DATA 624 Homework 2: Time Series Decomposition

library(fpp3)

## Warning: package 'fpp3' was built under R version 4.3.3

## Registered S3 method overwritten by 'tsibble':
##   method               from 
##   as_tibble.grouped_df dplyr

## ── Attaching packages ──────────────────────────────────────────── fpp3 1.0.0 ──

## ✔ tibble      3.2.1     ✔ tsibble     1.1.5
## ✔ dplyr       1.1.2     ✔ tsibbledata 0.4.1
## ✔ tidyr       1.3.0     ✔ feasts      0.3.2
## ✔ lubridate   1.9.2     ✔ fable       0.3.4
## ✔ ggplot2     3.5.1     ✔ fabletools  0.4.2

## Warning: package 'tsibble' was built under R version 4.3.3

## ── Conflicts ───────────────────────────────────────────────── fpp3_conflicts ──
## ✖ lubridate::date()    masks base::date()
## ✖ dplyr::filter()      masks stats::filter()
## ✖ tsibble::intersect() masks base::intersect()
## ✖ tsibble::interval()  masks lubridate::interval()
## ✖ dplyr::lag()         masks stats::lag()
## ✖ tsibble::setdiff()   masks base::setdiff()
## ✖ tsibble::union()     masks base::union()

library(latex2exp)
library(dplyr)
library(ggplot2)

#1. Consider the GDP information in global_economy. Plot the GDP per capita for each country over time. Which country has the highest GDP per capita? How has this changed over time?

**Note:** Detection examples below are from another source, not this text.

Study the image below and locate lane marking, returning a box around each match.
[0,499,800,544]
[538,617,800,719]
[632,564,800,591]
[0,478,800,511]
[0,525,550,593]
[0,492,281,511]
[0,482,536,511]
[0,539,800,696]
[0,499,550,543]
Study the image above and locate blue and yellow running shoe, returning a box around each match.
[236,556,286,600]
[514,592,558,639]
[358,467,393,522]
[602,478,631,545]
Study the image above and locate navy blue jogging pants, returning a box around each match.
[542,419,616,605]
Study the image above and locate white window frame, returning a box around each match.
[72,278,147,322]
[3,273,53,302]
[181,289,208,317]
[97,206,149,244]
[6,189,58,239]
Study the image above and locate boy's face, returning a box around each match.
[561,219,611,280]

global_economy <- global_economy %>%
  mutate("gdp_per_capita" = GDP/ Population)

global_economy %>%
  autoplot(gdp_per_capita) +
  labs(title= "GDP per capita", y = "$US") +
  theme(legend.position = "none")

## Warning: Removed 3242 rows containing missing values or values outside the scale range
## (`geom_line()`).

In the most recently recorded year, the country with the highest GDP per capita was Liechtenstein. However, prior to 2014, it had consistently been Monaco.

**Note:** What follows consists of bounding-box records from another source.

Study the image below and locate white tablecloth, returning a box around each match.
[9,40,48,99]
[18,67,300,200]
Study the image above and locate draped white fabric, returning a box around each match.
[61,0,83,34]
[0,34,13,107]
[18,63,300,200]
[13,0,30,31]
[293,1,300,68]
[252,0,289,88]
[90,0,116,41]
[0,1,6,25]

#2. For each of the following series, make a graph of the data. If transforming seems appropriate, do so and describe the effect.

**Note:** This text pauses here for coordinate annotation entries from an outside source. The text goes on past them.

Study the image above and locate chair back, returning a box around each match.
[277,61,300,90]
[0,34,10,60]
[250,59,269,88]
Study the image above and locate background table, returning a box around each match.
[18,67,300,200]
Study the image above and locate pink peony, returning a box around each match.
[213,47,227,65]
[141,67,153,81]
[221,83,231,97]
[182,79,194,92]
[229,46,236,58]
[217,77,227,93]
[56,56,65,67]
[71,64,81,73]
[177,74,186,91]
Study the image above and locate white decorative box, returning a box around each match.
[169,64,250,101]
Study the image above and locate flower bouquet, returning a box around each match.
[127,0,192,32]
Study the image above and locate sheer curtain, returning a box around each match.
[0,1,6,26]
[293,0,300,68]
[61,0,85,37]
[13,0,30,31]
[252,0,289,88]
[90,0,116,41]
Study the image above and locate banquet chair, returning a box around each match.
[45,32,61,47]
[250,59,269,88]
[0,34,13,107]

United States GDP from global_economy.

global_economy %>%
  filter(Country == "United States") %>%
  autoplot(GDP) +
  labs(title= "GDP", y = "$US")

global_economy %>%
  filter(Country == "United States") %>%
  autoplot(GDP/Population) +
  labs(title= "GDP per capita", y = "$US")

I transformed the data by dividing by the population to show the GDP per capita. This transformation created a very similar graph, only slightly more linear, and the scale decreased significantly.

Slaughter of Victorian “Bulls, bullocks and steers” in aus_livestock.

aus_livestock %>%
  filter(Animal == "Bulls, bullocks and steers") %>%
  filter(State == "Victoria") %>%
  autoplot(Count) +
  labs(title= "Victorian bulls slaughter by year", y = "Count")

I don’t think a transformation is necessary for the quantities in this time series.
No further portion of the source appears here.